No previous knowledge or background in Tai Chi is required to take full advantage of this recording. You will receive detailed instruction on the practice of specific Tai Chi postures and movements, as well as strategies to introduce them to your clients so they can get started right away. Your instructor will connect the dots between the practices of Tai Chi, meditation, and Cognitive Behavioral Therapy and demonstrate the techniques most appropriate for the disorders you see in clients each day.
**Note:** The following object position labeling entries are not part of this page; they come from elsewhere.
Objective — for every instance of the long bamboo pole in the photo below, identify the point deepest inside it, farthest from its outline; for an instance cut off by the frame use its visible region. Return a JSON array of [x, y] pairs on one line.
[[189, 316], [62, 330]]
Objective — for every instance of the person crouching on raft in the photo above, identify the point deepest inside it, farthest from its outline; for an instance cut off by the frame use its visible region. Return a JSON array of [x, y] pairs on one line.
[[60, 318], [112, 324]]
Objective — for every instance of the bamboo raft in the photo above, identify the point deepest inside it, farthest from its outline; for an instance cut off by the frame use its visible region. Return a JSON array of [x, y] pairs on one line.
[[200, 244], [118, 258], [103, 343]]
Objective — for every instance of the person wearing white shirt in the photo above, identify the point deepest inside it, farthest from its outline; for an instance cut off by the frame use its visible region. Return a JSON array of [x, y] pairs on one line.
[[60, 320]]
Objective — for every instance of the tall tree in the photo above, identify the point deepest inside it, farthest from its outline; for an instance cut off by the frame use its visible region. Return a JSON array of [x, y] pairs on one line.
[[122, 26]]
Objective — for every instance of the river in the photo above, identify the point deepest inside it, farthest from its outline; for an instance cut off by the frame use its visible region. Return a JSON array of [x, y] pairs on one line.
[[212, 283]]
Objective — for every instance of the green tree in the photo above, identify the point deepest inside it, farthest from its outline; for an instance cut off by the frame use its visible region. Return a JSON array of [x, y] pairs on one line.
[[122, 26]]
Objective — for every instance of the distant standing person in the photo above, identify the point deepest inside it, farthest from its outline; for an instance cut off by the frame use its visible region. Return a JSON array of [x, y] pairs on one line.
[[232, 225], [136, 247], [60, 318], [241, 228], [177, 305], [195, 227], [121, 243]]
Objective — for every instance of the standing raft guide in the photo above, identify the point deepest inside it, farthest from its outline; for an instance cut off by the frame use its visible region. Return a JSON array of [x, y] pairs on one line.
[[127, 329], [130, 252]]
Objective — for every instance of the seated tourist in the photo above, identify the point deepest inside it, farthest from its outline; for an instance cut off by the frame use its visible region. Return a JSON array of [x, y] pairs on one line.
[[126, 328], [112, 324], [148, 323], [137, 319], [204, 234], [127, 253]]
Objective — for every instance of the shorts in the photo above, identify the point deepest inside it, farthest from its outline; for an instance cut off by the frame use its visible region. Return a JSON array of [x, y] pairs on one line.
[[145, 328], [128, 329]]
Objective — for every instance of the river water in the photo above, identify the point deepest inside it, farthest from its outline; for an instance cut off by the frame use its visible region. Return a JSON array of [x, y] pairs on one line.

Discover how you can use Tai Chi to add fun and energy to your sessions, engage your clients, and focus them on the path to healing and change.
Key benefits of watching:
- Step-by-step instruction on the basic postures and movements of Tai Chi
- 4 easy ways to use Tai Chi to relieve symptoms of depression.
- Powerful techniques to anchor attention and reduce stress with meditative movement.
- Effective methods to combine Tai Chi with CBT to disengage clients from the automatic thoughts and triggers that fuel their addictions.
- Guided exercises that are adaptable for clients of all ages and stages of health.
Featuring demonstrations and guided experiential exercises, this seminar will have you feeling confident and prepared to bring Tai Chi into your clinical practice. Better still, you’ll be wholly engaged in what you learn during the recording and finish feeling more relaxed, more attentive, and more energetic!
- Analyze research on Tai Chi’s impact on depression and anxiety and articulate what this means for its use in clinical practice.
- Model the postures and movements of Tai Chi to guide clients in a moving meditation practice.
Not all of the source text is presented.